On May 12, 9:52 am, Mo <maur...@moluv.com> wrote:
> Does that mean if @account has a whitelisted app, 5000 messages/day
> can be sent through that app, but each app user (say @user_of_account)
> only gets 250/day?
>
> If so, is the 100 DM/hour limit the same for both @account and
> @user_of_account, or is there a different hourly limit for @account?
>
> -Mo
>
> On May 12, 9:25 am, Abraham Williams <4bra...@gmail.com> wrote:
>
>
>
> > I read Doug's email as any account that is specifically whitelisted has 5k
> > DM and that DMs are not effected by IP whitelisting.
>
> > Abraham
>
> > On Wed, May 12, 2010 at 09:21, Mo <maur...@moluv.com> wrote:
> > > Hi Taylor,
>
> > > This is different than what Doug Williams stated in this post -
> > >http://bit.ly/cLVv1Q
>
> > > "Whitelisted users have a direct messaging limit of 5K messages per
> > > day."
>
> > > What I'm still not clear on, though, is how "user" is being defined.

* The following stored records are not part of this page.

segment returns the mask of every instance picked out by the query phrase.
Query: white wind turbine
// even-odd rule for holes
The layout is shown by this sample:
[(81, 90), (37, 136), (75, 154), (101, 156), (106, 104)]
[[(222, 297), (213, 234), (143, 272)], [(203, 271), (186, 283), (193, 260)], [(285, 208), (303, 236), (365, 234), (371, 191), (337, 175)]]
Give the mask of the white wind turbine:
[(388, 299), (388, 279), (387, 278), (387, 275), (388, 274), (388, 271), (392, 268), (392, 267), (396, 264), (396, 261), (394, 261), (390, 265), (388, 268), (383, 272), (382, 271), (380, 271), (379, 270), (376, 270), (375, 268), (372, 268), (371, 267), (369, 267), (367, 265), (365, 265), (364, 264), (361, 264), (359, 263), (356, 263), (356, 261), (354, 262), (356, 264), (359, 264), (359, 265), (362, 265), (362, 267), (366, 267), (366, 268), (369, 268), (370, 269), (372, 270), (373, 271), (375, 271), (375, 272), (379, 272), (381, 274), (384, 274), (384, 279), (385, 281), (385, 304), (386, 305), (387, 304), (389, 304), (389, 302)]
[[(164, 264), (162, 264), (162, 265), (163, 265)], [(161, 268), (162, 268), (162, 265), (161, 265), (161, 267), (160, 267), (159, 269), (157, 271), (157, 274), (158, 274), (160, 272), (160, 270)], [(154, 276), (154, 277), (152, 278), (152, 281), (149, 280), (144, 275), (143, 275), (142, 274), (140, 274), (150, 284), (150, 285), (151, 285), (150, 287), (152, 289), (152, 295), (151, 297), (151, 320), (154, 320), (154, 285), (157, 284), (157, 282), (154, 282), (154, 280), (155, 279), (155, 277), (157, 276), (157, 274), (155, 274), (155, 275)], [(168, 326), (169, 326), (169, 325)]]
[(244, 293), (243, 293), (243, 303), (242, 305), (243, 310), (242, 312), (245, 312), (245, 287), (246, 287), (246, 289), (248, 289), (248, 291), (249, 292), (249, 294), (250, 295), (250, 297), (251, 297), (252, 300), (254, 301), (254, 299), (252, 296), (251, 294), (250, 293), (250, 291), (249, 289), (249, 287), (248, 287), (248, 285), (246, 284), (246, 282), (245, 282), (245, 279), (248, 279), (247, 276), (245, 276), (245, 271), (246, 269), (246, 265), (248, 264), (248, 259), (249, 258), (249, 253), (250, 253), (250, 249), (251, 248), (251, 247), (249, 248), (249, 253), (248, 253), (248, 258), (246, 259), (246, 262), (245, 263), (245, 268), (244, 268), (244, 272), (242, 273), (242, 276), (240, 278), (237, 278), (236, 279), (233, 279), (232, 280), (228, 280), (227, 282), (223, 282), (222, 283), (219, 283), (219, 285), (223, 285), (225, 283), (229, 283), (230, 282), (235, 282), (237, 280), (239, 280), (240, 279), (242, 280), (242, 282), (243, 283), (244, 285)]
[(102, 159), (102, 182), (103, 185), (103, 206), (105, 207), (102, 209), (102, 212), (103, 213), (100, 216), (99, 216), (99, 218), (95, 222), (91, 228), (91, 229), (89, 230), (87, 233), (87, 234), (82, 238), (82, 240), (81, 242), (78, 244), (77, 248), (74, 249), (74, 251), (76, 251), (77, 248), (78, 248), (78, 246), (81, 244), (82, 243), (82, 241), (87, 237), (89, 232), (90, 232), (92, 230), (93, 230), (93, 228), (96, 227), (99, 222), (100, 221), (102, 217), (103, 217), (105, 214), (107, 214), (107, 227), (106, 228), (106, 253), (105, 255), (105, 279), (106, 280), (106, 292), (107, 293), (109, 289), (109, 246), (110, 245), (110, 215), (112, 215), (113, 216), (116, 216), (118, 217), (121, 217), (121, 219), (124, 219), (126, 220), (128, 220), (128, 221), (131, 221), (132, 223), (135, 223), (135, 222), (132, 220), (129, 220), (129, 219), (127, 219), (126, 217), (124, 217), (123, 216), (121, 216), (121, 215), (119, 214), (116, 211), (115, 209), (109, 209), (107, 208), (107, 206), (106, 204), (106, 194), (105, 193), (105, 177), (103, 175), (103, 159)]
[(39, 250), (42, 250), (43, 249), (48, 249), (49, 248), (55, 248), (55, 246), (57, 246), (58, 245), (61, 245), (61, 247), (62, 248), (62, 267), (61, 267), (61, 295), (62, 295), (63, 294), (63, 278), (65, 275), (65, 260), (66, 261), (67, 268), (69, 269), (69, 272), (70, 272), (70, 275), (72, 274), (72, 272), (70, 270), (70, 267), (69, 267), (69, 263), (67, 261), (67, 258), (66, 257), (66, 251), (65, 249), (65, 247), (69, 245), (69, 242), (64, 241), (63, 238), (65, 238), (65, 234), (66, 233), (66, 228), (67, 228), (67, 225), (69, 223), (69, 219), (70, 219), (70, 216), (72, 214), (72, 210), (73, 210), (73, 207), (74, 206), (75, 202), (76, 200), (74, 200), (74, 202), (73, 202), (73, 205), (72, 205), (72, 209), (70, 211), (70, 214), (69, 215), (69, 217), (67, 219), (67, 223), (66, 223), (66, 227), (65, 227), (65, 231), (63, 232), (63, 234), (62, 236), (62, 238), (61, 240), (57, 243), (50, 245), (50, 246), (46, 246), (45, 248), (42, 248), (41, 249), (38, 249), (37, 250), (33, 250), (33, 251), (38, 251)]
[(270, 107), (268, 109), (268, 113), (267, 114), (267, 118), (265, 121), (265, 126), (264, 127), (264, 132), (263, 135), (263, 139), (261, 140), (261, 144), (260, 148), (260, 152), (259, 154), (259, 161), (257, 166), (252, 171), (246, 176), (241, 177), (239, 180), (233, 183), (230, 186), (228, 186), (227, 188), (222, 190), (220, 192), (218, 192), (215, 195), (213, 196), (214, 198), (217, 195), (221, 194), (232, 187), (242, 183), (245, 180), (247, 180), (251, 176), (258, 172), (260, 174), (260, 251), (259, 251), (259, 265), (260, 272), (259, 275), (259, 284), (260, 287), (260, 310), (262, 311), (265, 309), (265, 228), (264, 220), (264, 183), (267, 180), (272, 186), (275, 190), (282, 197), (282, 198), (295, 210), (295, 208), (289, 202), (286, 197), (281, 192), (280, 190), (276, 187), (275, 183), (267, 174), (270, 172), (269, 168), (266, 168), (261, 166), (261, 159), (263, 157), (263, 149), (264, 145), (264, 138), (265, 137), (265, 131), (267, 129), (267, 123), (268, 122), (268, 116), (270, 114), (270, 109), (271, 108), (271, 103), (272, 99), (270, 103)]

> > > Is the user the app owner or the someone using the app?  Also, is 5K
> > > DMs a day stated by Doug correct or is it 250 DMs?
>
> > > Apparently Alex and I posted essentially the same request 5 minutes
> > > apart.  Answering to either this message or to my other post would be
> > > much appreciated.
>
> > > -Mo
> > >http://www.pay4tweet.com
>
> > > On May 12, 8:39 am, Taylor Singletary <taylorsinglet...@twitter.com>
> > > wrote:
> > > > Hi Alex,
>
> > > > Whitelisting only effects API call rate limiting -- so the answer to 
> > > > your
> > > > question is "no."
>
> > > > T
>
> > > > On Wed, May 12, 2010 at 8:35 AM, alex urdea <alex.urdea.fi...@gmail.com
> > > >wrote:
>
> > > > > Thanks for your answer.
>
> > > > > One more: is the 250 MD limit increased if the application is
> > > whitelisted?
> > > > > Or does the whitelist concernt the rates only? Thanks
>
> > > > > On Wed, May 12, 2010 at 5:15 PM, Taylor Singletary <
> > > > > taylorsinglet...@twitter.com> wrote:
>
> > > > >> Rate limits and limits on particular actions are different. We could
> > > do
> > > > >> better in providing a X-FeatureRateLimit header on tweets and DMs and
> > > the
> > > > >> such that have their own issuance limit -- but I can imagine 
> > > > >> potential
> > > > >> performance issues with that.
>
> > > > >> Rate limits provide a ceiling on the amount of API calls you can 
> > > > >> make.
> > > > >> Their main purpose is to keep the entire platform running smoothly 
> > > > >> and
> > > to
> > > > >> not allow any one application to spoil the resource pool for its
> > > peers.
>
> > > > >> Twitter, aside from the API itself, has limits on how many status
> > > updates
> > > > >> and DMs can be sent -- the API just respects the rules of Twitter
> > > here. If
> > > > >> you're concerned you might be hitting the upper limit, for now the
> > > best
> > > > >> thing to do would be to implement a counter in your application and
> > > queue
> > > > >> updates when your counter is full.
>
> > > > >> A user may issue 1000 tweets per day and 250 DMs.
>
> > > > >> Taylor Singletary
> > > > >> Developer Advocate, Twitter
> > > > >>http://twitter.com/episod
>
> > > > >> On Wed, May 12, 2010 at 4:47 AM, alex <alex.urdea.fi...@gmail.com>
> > > wrote:
>
> > > > >>> I'm confused:
> > > > >>> - here it says that there's a limit on direct messages
>
> > > > >>>      URL:http://help.twitter.com/entries/15364
>
> > > > >>> In the documentation page for this method you have : "API rate
> > > limited
> > > > >>> false":
>
> > > > >>>      URL:
> > > > >>>http://apiwiki.twitter.com/Twitter-REST-API-Method%3A-direct_messages
> > > > >>>  new
>
> > > > >>> Here it says that "API methods that use HTTP POST to submit data to
> > > > >>> Twitter, such as statuses/update do not affect rate limits". I guess
> > > > >>> that this is a POST method that submits data and is not subject to
> > > > >>> limits?
>
> > > > >>>      URL:http://apiwiki.twitter.com/Rate-limiting
>
> > > > >>> Which one is true?
>
> > > > >>> Thank you!
>
> > --
> > Abraham Williams | Developer for hire |http://abrah.am
> > @abraham |http://projects.abrah.am|http://blog.abrah.am
> > This email is: [ ] shareable [x] ask first [ ] private.